The girl jumped up. “I know. I know I sound as if I’ve escaped from Bedlam, but I promise you, I haven’t. I mean, well, I don’t feel insane...though I suppose I cannot really know, can I?”
She paused, looking so lost that Alex instinctively went around the desk to her, taking her arm and steering her back to the chair. He propped himself on the edge of the desk. “No, no, I’m sure you’re not insane. It’s just... I, um... Perhaps you could explain the situation further.”
She drew a breath and folded her hands in her lap, looking every inch a proper English gentlewoman—except, of course, that she was wearing an ill-fitting man’s suit. “I don’t know who I am. I cannot tell you my name because I have no idea what it is. I think...” Her fingers went up to her throat, touching something beneath her shirt. “I think it may be Sabrina because that is what is engraved on the locket I’m wearing.”
“Sabrina it is, then.” He liked the sound of it, the intimacy of calling her by her given name, as if he had known her for years. “If you will excuse the, um, the informality.”
“Of course.” Her cheeks colored again in that delightful way. “It’s only reasonable, since I have no idea what my last name is.” She added with a sigh, “Or where I’m from. Or why I’m dressed in this mad fashion.”
“You know nothing about yourself?”
“No, nothing at all. It’s the most awful sensation.” Sabrina reached up a hand to push her luxuriant hair out of the way, and for the first time he saw a purple bruise on the side of her face. Two of them, in fact, one on her forehead and one on the cheekbone below, both at the edge of her hairline. He noted, too, that the hand she lifted was scraped.
“You’ve been hurt!” Anger rose in him so fiercely that he jumped to his feet again. “Who did this to you?”
He bent down to examine her bruises, gently lifting the curls aside. The soft hairs clung to his skin, sending a frisson of pleasure straight up his nerves. His gesture was far too intimate to be appropriate, he realized, and he pulled his hand back, forcing himself to return to his seat against the desk.

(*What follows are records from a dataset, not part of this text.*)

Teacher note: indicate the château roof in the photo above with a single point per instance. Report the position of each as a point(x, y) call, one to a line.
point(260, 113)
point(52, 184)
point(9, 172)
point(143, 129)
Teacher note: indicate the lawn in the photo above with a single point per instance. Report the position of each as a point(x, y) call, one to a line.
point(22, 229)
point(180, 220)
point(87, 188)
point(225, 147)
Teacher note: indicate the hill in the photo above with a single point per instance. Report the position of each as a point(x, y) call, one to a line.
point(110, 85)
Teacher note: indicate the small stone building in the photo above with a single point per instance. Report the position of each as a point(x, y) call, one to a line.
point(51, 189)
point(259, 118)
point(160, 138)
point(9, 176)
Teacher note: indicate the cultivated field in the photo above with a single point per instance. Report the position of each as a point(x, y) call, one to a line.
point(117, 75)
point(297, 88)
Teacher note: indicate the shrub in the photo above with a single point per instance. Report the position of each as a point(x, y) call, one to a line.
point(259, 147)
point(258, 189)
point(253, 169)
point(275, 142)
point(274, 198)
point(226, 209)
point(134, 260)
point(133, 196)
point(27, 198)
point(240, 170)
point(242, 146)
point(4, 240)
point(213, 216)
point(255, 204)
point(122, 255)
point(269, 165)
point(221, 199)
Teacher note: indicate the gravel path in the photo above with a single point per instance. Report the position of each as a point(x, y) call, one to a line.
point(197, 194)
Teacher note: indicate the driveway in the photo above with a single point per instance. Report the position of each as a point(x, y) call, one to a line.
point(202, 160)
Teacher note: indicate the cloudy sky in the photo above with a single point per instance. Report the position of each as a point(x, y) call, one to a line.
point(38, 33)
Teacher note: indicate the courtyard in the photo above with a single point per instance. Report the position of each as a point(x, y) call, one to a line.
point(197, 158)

“I don’t know who did it,” she told him. “If anyone. Perhaps I fell. There’s more.”
“More?”
“Yes. There are bruises on my arm.” She shrugged out of her coat and pushed up one sleeve almost to her elbow to expose her arm to him. There on the pale skin were small faint smudges of blue.

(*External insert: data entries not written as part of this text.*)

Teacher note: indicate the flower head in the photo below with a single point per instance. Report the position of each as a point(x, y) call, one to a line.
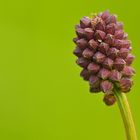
point(104, 53)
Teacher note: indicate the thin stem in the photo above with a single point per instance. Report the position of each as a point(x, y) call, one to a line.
point(126, 115)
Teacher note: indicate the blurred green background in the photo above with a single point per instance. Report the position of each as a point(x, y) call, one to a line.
point(42, 96)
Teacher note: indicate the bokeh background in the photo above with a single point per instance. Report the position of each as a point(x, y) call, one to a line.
point(42, 96)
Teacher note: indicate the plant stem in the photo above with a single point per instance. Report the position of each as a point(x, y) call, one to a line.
point(126, 115)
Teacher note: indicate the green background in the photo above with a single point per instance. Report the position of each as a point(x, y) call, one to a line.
point(42, 96)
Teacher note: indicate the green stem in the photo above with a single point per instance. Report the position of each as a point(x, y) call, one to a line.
point(126, 115)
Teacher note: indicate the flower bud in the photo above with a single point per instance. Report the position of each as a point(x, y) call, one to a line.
point(126, 84)
point(119, 64)
point(94, 81)
point(77, 52)
point(128, 71)
point(75, 39)
point(87, 53)
point(93, 68)
point(119, 26)
point(104, 73)
point(129, 59)
point(99, 57)
point(108, 63)
point(123, 52)
point(85, 74)
point(110, 29)
point(111, 19)
point(95, 21)
point(109, 39)
point(115, 75)
point(112, 53)
point(82, 43)
point(85, 22)
point(106, 86)
point(80, 32)
point(93, 44)
point(125, 36)
point(105, 15)
point(89, 33)
point(82, 62)
point(103, 47)
point(100, 26)
point(119, 34)
point(109, 99)
point(99, 35)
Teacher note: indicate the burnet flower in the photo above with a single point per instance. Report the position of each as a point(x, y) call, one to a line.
point(104, 52)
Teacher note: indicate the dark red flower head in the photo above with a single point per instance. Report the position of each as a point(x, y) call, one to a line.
point(103, 52)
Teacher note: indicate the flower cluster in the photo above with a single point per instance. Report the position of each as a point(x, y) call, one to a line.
point(103, 52)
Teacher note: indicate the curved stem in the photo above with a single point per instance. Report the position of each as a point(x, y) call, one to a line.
point(126, 115)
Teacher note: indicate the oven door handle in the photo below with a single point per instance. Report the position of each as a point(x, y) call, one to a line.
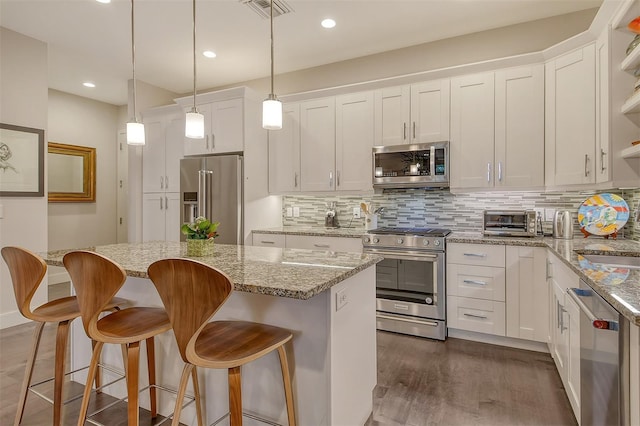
point(394, 255)
point(414, 321)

“Fingertips.” Something clenched, cold and hard, in his chest. “Someone squeezed your arm tightly.”
“I rather thought so. And look.” She undid the top button of her shirt and pushed it down, revealing another long red scratch low on her throat. “And I think...” She frowned, reaching up toward the back of her head. “I think maybe I hit my head. There’s a spot that’s tender.”
Quickly he rounded her chair and bent down to look where she pointed. Carefully he parted her hair, trying to ignore the way it felt beneath his fingers, the ribbons of excitement that stirred deep within him. He drew in a quick, hissing breath. “You’re bleeding. I should have seen...”
He crossed the room to the washstand in the corner and wet a rag, returning to dab carefully at the wound. When she drew in a sharp breath, he said, “I’m sorry. I know this hurts, but I must clean it.”
“I know. It was just that one spot that hurt. You’re quite good at this.”
Alex chuckled. “If there’s one thing I know, it’s cleaning cuts and scrapes.”
“Your business is dangerous?”
“My childhood was.” He smiled to show he didn’t mean it. “My brother and I were constantly falling out of trees or rolling down the hillside or running into things.” He paused, considering. “Come to think of it, we must have been clumsy little brutes.”
When he finished cleaning the wound, he set the rag aside and took up his former seat on the edge of the desk. “Now, you remember nothing of your past?”